St. John Chrysostom and the Church at Antioch had no doubt that this passage referred to women deacons and the Syrian Church made considerable use of women in this ministry. John Chrysostom in Epist. 1 ad Timoth. 3, Homil. ]]:].
While in the Western Church the diaconate becomes an order restricted to men in the Eastern Church a different picture is emerging. This is illustrated most clearly in the third century writings called the Didascalia.
“…the bishop sits for you in the place of God almighty. But the (male) deacon stands in the place of Christ, you must love him: and the woman deacon shall be honoured by you in the place of the Holy Spirit: hold the presbyters in the likeness of the holy apostles.”

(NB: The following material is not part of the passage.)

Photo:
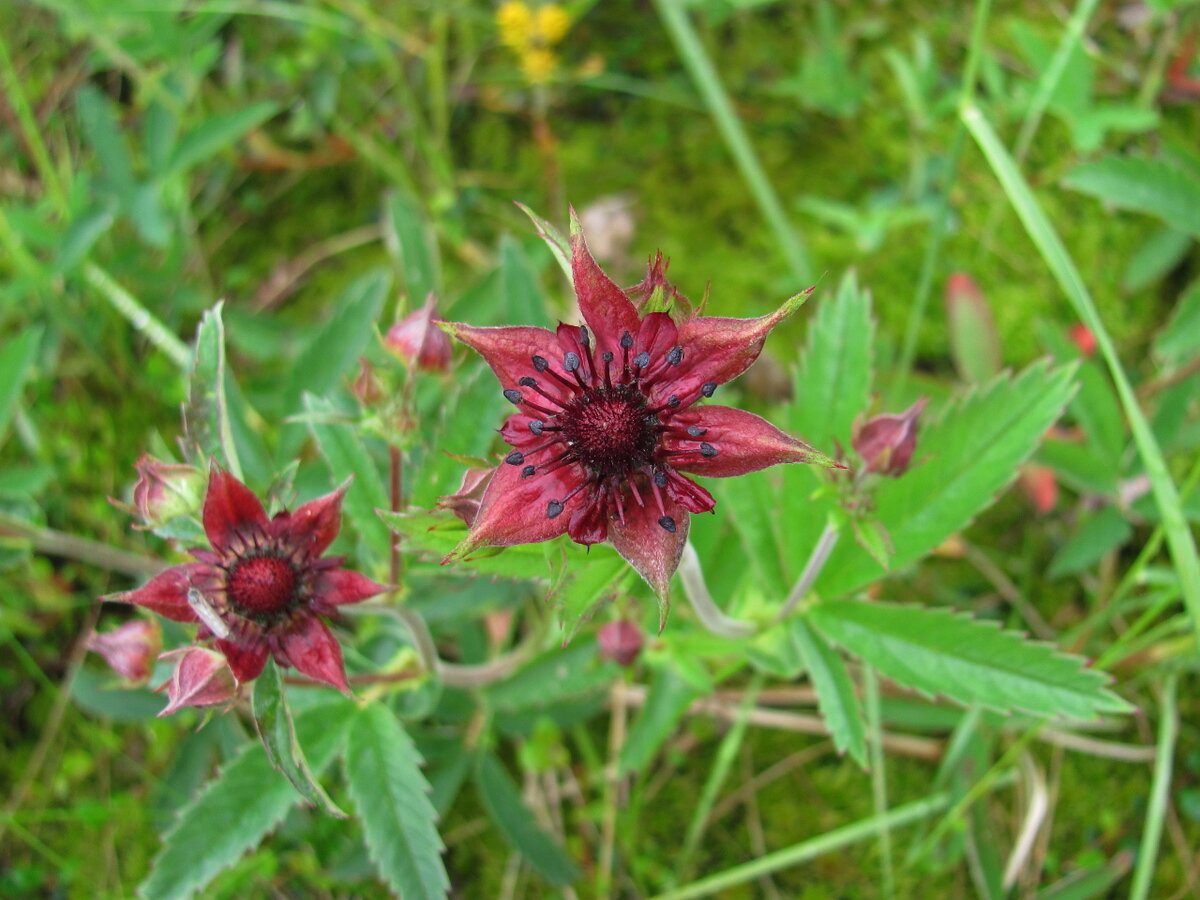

This quotation points to the complementarity of ministry, just as the Godhead is a communion of persons equal but distinct so in the diaconate the equal but different ministries of men and women are revealed.
Bishop Graham Leonard echoes this when he writes: if
… one reason 1 have never had any difficulty about women being deacons, (is) because 1 believe it is a complementary ministry.” Epworth Review Vol. 1 1, Jan. 1984.
Judith Lang in her book Ministers of Grace says this:
“Three things stand out: the accepted place of the women deacon, her honouring “in the place of the Holy Spirit”, and the high status of the male deacon above that of the presbyter.” 1989, p63
The role of the woman deacon was exercised within the context of a segregated society. Therefore a woman who was a deacon was able to move freely among the women and children of the community she served. Her task was to care for the sick and the needy, to instruct and evangelise families and in particular to encourage those women she brought for baptism in their ongoing Christian life, in short she was to work in an area of ministry closed to the male deacon.
Deacons or Deaconesses ?
The word deaconess is used for the first time by the author of the third century Didascalia. It has been suggested that this was a separate lay order and that women were never ordained deacons. As has been noted above the evidence seems to rest on the translation of the word deacon in relation to a female subject. The fact that the word deaconess does not appear until the third century and even then is used inter-changeably with the term woman deacon suggests that this was an issue for conservative biblical translators rather than the early Church community. Women’s diaconal ministry was widely accepted and especially evident in the Eastern Church.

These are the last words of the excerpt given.